Establishing a blueprint for administrative data based longitudinal studies in the UK

Submitting Institution

University of St Andrews

Unit of Assessment

Geography, Environmental Studies and Archaeology

Summary Impact Type


Research Subject Area(s)

Mathematical Sciences: Statistics
Medical and Health Sciences: Public Health and Health Services
Economics: Applied Economics

Download original


Summary of the impact

The Scottish Longitudinal Study (SLS) is a pioneering study, combining census, civil registration, health and education data (administrative data). It has established an approach that allows the legal and ethical use of personal, sensitive information by maintaining anonymity within the data system. This approach has become a model for the national data linkage systems that are now being established across the UK. The SLS has also enabled policy analysts to monitor key characteristics of the Scottish population in particular health inequalities (alerting policy makers to Scotland's poor position within Europe), migration (aiding economic planning) and changing tenure patterns (informing house building decisions). Finally, the study has become fully embedded in Scotland's National Statistical agency, allowing it to produce new informative statistical series.

Underpinning research

Longitudinal studies have a long history in British social and epidemiological research.
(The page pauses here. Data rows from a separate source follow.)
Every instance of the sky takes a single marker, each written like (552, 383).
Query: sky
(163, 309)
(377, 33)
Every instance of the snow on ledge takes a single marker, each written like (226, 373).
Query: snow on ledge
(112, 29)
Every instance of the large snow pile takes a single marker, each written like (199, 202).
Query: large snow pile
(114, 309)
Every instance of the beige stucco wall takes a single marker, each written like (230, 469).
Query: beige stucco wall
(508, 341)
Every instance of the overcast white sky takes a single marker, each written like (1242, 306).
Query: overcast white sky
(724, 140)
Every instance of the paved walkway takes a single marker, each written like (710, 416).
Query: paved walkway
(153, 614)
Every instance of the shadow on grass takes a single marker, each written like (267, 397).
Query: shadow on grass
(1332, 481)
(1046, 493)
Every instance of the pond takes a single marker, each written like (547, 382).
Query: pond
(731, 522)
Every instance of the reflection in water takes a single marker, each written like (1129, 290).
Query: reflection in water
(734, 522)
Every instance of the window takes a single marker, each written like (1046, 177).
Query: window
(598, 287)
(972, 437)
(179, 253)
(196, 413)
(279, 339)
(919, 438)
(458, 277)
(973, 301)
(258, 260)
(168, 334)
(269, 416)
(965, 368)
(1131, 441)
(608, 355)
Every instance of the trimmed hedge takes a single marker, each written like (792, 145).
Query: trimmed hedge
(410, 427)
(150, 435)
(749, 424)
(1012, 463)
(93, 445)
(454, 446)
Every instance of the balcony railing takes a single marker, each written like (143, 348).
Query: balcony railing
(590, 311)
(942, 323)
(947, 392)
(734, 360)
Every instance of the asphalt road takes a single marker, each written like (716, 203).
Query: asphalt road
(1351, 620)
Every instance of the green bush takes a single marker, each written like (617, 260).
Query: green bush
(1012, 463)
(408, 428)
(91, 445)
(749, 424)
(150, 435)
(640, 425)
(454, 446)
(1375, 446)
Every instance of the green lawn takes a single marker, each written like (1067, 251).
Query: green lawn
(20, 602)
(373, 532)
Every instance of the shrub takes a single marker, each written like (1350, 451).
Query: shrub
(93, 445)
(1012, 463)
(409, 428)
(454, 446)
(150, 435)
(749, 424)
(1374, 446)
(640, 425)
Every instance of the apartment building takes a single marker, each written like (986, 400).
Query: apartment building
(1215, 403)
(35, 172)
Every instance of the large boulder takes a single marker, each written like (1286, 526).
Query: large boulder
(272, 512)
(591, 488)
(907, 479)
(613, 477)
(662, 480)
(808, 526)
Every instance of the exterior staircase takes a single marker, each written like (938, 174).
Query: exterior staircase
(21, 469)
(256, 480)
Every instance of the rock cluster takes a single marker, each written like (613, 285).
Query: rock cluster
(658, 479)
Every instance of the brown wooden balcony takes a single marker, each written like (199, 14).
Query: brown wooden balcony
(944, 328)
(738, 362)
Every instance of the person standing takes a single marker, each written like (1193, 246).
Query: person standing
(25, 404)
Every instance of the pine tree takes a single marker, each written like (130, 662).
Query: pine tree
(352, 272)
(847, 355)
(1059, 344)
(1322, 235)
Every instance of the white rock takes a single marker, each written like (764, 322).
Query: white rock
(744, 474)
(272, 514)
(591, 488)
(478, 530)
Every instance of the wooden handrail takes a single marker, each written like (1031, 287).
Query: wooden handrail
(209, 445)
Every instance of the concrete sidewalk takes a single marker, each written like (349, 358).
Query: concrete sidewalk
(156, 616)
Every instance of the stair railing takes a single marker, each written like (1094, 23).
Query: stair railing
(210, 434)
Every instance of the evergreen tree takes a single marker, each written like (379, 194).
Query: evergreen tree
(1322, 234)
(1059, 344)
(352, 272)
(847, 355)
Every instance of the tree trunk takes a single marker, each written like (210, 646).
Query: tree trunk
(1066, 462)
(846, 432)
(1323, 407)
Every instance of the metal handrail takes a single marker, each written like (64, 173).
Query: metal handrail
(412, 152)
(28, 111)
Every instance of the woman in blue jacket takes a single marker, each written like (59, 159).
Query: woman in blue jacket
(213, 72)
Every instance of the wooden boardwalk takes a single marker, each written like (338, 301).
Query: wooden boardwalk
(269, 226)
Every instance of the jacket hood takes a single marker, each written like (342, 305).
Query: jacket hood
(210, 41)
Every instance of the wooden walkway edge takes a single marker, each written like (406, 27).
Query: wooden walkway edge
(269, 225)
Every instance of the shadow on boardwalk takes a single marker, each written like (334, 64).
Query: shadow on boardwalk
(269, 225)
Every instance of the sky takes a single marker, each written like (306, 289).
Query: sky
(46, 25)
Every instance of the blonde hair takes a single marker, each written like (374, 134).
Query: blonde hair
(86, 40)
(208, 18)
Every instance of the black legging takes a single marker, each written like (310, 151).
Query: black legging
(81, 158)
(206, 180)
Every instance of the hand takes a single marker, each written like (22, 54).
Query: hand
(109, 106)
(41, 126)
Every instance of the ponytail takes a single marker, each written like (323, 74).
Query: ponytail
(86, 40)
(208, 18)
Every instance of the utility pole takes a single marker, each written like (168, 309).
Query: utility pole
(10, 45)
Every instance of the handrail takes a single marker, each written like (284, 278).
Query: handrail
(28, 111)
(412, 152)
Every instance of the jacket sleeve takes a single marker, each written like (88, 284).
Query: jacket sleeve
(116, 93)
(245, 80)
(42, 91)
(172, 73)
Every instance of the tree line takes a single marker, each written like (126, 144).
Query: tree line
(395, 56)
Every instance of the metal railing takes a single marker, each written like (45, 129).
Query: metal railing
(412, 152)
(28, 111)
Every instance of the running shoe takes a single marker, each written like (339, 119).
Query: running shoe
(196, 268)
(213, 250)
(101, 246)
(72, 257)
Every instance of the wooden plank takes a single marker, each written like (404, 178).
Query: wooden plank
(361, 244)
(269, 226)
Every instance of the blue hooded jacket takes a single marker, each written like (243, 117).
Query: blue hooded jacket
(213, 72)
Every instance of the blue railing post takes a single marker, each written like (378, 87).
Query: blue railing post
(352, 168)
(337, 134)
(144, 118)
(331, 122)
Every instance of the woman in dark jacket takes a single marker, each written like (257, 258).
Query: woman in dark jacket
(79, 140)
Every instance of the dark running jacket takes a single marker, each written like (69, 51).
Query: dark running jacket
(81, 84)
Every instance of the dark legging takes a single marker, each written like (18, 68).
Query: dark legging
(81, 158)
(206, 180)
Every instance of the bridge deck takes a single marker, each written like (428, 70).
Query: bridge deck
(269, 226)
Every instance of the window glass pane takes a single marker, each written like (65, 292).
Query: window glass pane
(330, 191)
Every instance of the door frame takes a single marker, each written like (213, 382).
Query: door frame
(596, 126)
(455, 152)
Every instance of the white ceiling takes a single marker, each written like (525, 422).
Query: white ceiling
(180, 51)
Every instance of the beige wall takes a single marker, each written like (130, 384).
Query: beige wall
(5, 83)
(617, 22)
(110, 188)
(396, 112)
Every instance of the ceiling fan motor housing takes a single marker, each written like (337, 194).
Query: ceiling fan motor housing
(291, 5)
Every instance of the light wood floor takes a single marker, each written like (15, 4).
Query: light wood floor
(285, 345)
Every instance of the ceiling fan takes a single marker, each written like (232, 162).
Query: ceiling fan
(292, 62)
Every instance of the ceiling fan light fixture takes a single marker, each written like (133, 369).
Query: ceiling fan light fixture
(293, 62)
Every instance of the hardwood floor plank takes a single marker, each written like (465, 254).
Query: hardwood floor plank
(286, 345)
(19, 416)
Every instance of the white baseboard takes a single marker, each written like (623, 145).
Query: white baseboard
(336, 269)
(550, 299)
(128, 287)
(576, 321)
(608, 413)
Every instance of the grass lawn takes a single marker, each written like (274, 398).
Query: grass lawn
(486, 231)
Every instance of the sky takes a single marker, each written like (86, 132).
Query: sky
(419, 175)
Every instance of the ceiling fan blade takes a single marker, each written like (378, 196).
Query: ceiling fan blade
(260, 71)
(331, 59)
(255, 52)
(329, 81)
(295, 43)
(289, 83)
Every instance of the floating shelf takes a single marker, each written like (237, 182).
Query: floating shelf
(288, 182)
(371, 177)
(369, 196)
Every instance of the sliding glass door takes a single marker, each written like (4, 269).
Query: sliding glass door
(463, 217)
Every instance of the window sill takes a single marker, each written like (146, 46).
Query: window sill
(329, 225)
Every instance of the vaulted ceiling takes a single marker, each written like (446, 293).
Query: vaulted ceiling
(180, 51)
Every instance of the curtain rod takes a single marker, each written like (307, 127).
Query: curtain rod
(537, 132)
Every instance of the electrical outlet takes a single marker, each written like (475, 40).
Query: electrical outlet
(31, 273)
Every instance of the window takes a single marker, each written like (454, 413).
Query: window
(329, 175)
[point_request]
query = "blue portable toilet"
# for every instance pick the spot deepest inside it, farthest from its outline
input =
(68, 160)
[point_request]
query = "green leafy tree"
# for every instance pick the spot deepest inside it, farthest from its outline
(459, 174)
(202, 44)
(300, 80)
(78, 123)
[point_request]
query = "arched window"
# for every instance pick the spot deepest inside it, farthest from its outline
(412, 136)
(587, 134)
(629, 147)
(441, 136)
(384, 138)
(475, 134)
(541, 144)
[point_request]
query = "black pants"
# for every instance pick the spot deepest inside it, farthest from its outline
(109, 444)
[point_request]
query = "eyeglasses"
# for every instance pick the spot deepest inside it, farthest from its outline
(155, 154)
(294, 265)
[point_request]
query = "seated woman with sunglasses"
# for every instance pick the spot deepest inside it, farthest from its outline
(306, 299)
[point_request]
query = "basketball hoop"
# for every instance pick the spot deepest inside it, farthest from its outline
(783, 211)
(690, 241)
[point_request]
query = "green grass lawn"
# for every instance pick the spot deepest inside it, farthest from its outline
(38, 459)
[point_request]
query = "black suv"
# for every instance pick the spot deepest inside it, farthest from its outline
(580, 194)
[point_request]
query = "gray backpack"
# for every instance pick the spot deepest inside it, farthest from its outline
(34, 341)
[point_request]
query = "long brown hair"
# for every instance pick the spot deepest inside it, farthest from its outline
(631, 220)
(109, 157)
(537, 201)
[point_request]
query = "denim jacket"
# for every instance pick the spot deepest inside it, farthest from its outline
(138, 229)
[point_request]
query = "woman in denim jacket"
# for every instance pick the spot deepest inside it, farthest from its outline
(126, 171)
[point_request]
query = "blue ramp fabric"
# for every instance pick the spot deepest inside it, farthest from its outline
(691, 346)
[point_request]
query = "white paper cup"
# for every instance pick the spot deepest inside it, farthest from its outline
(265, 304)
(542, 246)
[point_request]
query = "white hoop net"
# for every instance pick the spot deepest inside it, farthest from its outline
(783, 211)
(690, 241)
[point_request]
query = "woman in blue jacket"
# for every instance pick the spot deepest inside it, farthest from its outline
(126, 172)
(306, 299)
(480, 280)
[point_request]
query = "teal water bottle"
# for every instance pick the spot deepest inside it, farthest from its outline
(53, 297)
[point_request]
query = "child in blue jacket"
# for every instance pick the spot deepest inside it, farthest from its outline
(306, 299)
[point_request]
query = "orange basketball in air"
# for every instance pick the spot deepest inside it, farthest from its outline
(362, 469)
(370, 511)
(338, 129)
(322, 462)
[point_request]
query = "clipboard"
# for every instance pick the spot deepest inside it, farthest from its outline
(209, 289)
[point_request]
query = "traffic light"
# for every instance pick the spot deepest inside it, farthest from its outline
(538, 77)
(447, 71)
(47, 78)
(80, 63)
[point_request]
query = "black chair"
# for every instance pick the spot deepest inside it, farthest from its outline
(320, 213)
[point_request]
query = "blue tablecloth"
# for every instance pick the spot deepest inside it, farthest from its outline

Most are based on surveys relying on re-interviews of the same persons over time. This can result in a high proportion of study members becoming lost to follow-up, potentially introducing important biases to the study. The Scottish Longitudinal Study (SLS) is different. It has been set up at the University of St Andrews to collect data that is either required by law (Census, birth registration, death registration, marriage registration) or is a standard administrative function within Britain (hospital admissions data). The SLS was proposed in 2001 as a key tool for the Scottish devolved administration by a team of Geographers (from the Universities of St Andrews - P. Boyle (Professor 1999-2010), R. Flowerdew (Professor 2000-2012), Dundee - A. Findlay, now at St Andrews (Professor 2011-2013) and medical researchers (from Edinburgh and Glasgow). Policy makers were convinced of its value, funding it through amongst other sources the CSO (Scotland's Chief Scientific Office) as well as ESRC and the Scottish Funding Council. The study was led by Boyle until 2009 and then by Dibben St Andrews (Reader 2004-2013).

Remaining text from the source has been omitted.